Ethereum’s dominance in decentralized finance (DeFi) could end soon without a major system upgrade as new players enter the cryptocurrency market, according to JPMorgan.
In a report Friday, the American financial services firm says that the Ethereum 2.0 upgrade, which is expected to make the system more competitive, will not happen until 2023, so it will continue to lose its dominance in the DeFi sector, which is gone. . from almost 100% at the beginning of 2021 to 70% today.
Ethereum’s biggest problems include high transaction processing fees and inadequate transaction speed compared to newer protocols.
” Crypto-currency markets continue to develop and so-called ‘Ethereum killers’ are very popular based on enhancements against Ethereum“, Can we read the document mentioned by BusinessInsider.

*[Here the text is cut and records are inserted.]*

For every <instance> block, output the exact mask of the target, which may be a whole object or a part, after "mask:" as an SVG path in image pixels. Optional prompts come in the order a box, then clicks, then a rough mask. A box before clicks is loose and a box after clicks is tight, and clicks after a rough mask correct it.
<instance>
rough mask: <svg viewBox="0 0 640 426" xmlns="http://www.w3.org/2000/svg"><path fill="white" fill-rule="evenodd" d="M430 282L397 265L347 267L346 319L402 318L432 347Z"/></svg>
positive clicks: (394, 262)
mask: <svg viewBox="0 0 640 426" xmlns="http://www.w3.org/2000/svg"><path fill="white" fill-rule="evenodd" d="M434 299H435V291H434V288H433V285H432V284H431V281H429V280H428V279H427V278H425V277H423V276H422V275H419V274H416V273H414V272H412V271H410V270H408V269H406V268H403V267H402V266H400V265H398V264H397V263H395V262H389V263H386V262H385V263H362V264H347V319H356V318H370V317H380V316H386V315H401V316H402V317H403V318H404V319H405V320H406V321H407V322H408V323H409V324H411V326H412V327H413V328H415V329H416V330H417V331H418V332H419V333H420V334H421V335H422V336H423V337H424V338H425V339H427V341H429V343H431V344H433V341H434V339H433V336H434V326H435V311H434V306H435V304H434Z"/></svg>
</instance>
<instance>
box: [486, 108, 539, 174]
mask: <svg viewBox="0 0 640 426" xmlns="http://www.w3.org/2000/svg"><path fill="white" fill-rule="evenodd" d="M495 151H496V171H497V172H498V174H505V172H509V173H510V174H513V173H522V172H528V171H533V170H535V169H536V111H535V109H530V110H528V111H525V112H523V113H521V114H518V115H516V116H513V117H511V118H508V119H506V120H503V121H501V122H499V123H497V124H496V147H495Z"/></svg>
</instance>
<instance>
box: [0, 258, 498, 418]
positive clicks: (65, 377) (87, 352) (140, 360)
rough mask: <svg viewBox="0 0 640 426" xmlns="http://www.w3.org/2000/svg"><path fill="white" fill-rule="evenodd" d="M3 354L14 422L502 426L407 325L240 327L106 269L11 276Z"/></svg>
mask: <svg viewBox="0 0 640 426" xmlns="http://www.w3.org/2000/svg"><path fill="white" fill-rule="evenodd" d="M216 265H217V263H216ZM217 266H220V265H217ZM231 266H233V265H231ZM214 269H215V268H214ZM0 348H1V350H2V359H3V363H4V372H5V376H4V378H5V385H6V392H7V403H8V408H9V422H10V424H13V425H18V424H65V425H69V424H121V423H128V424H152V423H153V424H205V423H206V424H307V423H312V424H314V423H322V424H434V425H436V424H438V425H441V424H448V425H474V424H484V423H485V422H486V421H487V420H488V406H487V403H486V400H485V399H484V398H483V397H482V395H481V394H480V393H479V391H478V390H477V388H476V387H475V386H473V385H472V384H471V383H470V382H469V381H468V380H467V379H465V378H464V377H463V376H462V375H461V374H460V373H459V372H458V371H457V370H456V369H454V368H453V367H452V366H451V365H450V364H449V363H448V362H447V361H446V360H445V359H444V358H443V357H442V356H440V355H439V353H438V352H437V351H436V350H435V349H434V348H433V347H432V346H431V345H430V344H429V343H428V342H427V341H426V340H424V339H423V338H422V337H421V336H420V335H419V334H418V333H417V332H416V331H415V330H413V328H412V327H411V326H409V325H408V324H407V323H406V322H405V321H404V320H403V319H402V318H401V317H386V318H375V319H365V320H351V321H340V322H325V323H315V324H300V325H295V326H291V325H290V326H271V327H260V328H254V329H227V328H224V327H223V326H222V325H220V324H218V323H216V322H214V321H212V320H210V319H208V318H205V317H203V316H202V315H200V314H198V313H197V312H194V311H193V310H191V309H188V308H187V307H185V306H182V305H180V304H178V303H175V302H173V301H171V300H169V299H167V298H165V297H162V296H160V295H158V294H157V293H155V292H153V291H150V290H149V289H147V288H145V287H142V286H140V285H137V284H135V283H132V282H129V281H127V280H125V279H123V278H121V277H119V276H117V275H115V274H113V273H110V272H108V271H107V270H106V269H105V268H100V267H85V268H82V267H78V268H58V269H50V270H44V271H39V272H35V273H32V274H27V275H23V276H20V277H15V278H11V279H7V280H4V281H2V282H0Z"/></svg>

The company has selected a group of cryptocurrencies that this company believes could play a role “ killers ethereum“.
JPMorgan names Solana as one of the fastest growing cryptocurrencies, which developers claim can process up to 50,000 transactions per second, compared to 15-45 for Ethereum. It also claims that the currency hosts more than 400 projects in its ecosystem, including stable coins like USDC Circle, as well as wallets, decentralized exchanges, and other DeFi projects.
Launched by one of Ethereum’s co – founders, Charles Hoskinson, Cardano features “intensive research” where each step is “peer reviewed and thoroughly tested” before implementation. It is also launching smart contract capabilities. ” This third generation cryptocurrency is considered more scalable than Ethereum“JPMorgan Summary.
This currency it aims to address some of Ethereum’s scalability and cost issues and is distinguished by its interoperability capabilities in ” enabling blockchains to communicate effectively“. this approach » makes it easier for developers to choose the Polkadot system“Said the financial services company.
Tezos is an open source, user-centric project that allows users to participate in project governance. In addition, Tezos offers valuable security and modularity, and according to JPMorgan, “ it is considered more scalable“.